As The Fox stands, puffing (we’ve come up a more direct route, steep and deep), at the lunch spot used for all those years, and not a sign to be seen of any previous use even and certainly not even a candy wrapper left behind – I’m spell-bound. It’s why, when I can’t wrap my head around the next day, or a writing project, I come again and again to these backcountry places. When I finished researching the guidebook, more and more riding on my own, layered up by November that year, I can remember the very last ride back into a full harvest moon to the Blue Rock trailhead, surrounded by such mountains. I realized I’d become so much part of them I didn’t want, even, to come home, let alone ever drive into a city ever again.
Today, though, I’m working on angles to photograph, trying to get perspective on slope steepness (this is a sod to capture on images, always), and marking on GPS fixes where each photograph originates. At one point I get off, thinking of several thousand dollars’ worth of camera, as we slither down the north side. I sit on my butt three times, it’s that steep, and The Fox is sliding, sliding, reading my body language and always a side-step away. When I get home, he has twigs in his tail, and grass stains on his rump – not quite ‘The Man From Snowy River,’ but if we’d speeded up, yeah, roll on the sequel!
Dave is devastated. He cut some of these trails 20 years ago, working out mild angles for his guests, safety conscious always. He’s visibly distraught when we find the first access road tapes, sharp into a hillside that, having photographed other areas of clear cut back in 2011, I know will erode like crazy. Wildlife will avoid these areas – they’re a death sentence for a cloven footed animal fleeing a predator. It’ll stress those animals out, to find new grazing habitat, establish new game trails other than the ones they’ve used for thousands of years. Wincing, I snap a photograph of a bird’s nest, knowing no birds will return for decades now.

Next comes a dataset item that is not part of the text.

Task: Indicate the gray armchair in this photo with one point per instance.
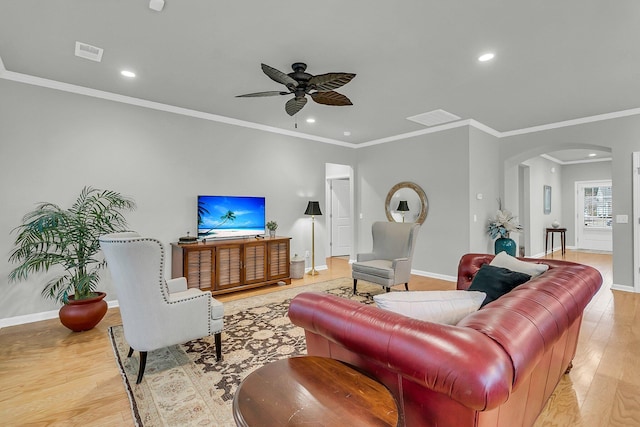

It’s a day I’ll remember forever, for the unbelievable beauty and peace of these places, which so gift in ways that scientists, health experts and biologists are just beginning to get a handle on. I know I’m chronicling something, perhaps hoping somehow to campaign, to somehow save at least part of this area’s marginal areas, the steep and deep and their underground aquifers and springs. I know I will go and see the native medicine people and ask them for prayers and ceremony. I know the Castle Wilderness down by Crowsnest Pass way down south has been given, after years of hard campaigning, a more protected status. I know too in-between these two areas are more proposed clear cut areas, that have other action groups swinging into action – Canada now outstrips Brazil, as an acknowledged leader in deforestation.
Today, though, as I unsaddle The Fox hours later, the skin’s tightening across my cheekbones from hours of late fall sunshine. My lungs are full of fresh pine-scented air. The Fox, sweat sluiced off, noses a pocket, knowing there are carrots there. He loves the backcountry – together we’ve seen wolves, bears, cougars – right now the eagle migration is in full swing and today was a gift of a sighting far overhead of a golden circling southwards.
Today was the best of times; later tonight, I will weep. But not now, not yet.